Initiator compounds according to the subject process are compounds having from 2 to 6 active hydrogen atoms. The active hydrogen atoms are typically present in the form of hydroxyl groups, but may also be present in the form of e.g. amine groups. Examples of suitable initiator compounds include water as well as alcohols containing at least two active hydrogen atoms per molecule available for reaction with the crude alkylene oxides. Suitable aliphatic initiator compounds include polyhydric alcohols containing of from 2 to 6 hydroxyl groups per molecule. Suitable aromatic compounds include aromatic alcohols containing at least two active hydrogen atoms per molecule available for reaction with the crude alkylene oxides. Examples of such initiator compounds are water, diethylene glycol, dipropylene glycol, glycerol, di- and polyglycerols, pentaerythritol, trimethylolpropane, triethanolamine, sorbitol, mannitol, 2,2′-bis(4-hydroxylphenyl)propane (bisphenol A), 2,2′-bis(4-hydroxylphenyl)butane (bisphenol B) and 2,2′-bis(4-hydroxylphenyl)methane (bisphenol F). Preferred are aliphatic alcohols containing at least 2, more preferably at least 3 active hydrogen groups in the form of hydroxyl groups. Preferably, the aliphatic alcohols contain at most 5, more preferably at most 4, and most preferably at most 3 hydroxyl groups per molecule.
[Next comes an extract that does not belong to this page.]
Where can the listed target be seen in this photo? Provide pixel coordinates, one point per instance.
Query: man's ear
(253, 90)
Initiators of a higher molecular weight may preferably be used to start up the subject process in the initial phase, for instance during the catalyst activation, as this was found to be beneficial for achieving optimum catalyst activity without long induction times. The higher molecular weight initiator may be a lower molecular weight initiator that has been reacted with an alkylene oxide to form an oligomeric or telomeric higher molecular weight initiator either in the presence of a conventional basic catalyst or in the presence of a catalyst comprising a dimetal cyanide complex. The higher molecular weight initiator preferably has a molecular weight of from 200 to 1200, and more preferably has a molecular weight from 250 to 1000.
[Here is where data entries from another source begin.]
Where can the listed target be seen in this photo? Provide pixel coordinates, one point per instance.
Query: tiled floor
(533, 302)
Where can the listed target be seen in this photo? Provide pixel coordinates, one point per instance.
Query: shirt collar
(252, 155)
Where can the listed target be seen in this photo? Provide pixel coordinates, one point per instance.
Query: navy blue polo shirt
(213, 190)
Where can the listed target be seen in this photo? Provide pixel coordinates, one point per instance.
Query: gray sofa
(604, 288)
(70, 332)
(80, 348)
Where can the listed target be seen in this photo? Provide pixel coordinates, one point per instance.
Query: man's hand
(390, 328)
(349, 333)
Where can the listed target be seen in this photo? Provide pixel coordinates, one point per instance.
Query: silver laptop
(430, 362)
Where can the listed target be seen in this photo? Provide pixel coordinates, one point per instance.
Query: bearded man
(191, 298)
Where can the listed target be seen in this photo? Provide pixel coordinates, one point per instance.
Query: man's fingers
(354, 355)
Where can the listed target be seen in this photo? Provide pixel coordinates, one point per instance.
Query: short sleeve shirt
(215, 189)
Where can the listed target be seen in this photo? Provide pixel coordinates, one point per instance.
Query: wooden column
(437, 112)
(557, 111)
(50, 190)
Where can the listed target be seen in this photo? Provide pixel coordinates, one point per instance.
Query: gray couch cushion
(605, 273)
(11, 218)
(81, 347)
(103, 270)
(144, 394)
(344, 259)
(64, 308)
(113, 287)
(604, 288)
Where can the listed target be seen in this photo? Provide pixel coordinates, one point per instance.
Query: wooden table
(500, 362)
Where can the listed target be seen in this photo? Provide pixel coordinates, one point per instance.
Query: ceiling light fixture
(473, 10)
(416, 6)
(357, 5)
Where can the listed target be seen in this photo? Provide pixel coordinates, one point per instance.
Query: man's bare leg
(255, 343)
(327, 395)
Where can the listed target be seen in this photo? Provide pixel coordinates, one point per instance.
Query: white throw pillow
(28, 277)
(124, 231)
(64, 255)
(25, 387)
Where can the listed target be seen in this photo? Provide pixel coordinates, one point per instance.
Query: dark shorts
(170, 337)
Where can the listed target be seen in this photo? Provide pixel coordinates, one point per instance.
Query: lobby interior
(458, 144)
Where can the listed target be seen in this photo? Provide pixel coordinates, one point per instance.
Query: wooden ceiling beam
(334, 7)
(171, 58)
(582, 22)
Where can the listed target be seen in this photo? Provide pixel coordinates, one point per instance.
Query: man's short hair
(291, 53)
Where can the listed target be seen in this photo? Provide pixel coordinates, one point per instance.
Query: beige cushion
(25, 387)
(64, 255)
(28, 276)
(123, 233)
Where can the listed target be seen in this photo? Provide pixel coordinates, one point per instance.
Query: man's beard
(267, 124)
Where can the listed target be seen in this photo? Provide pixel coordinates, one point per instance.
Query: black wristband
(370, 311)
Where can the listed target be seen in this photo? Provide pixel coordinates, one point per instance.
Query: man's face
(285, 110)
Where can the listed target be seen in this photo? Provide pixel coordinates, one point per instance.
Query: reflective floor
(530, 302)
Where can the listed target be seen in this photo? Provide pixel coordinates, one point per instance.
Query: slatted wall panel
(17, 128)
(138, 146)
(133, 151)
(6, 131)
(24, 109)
The process according to the present invention may be operated in a batch-wise, semi-continuous or continuous mode. The subject process has been found to be especially advantageous for the continuous preparation of polyoxyalkylene polyether product. In this continuous operational mode of the subject process, initiator compound, crude alkylene oxide and additional catalyst are continuously fed to the reactor, and the obtained polyether polyol product is removed continuously from the reaction vessel. In such continuously operated process, after the initial start-up phase wherein the catalyst composition is activated, initiator compounds having lower molecular weights can preferably be employed, such as for instance glycerol.

With the exception of water, the impurities present in the crude alkylene oxide are generally not considered to be initiator compounds according to the subject process.

Other than water, the crude alkylene oxide preferably contains aldehydes as a main contaminant. Accordingly, the subject process preferably also relates to the co-polymerization of an alkylene oxide and an aldehyde.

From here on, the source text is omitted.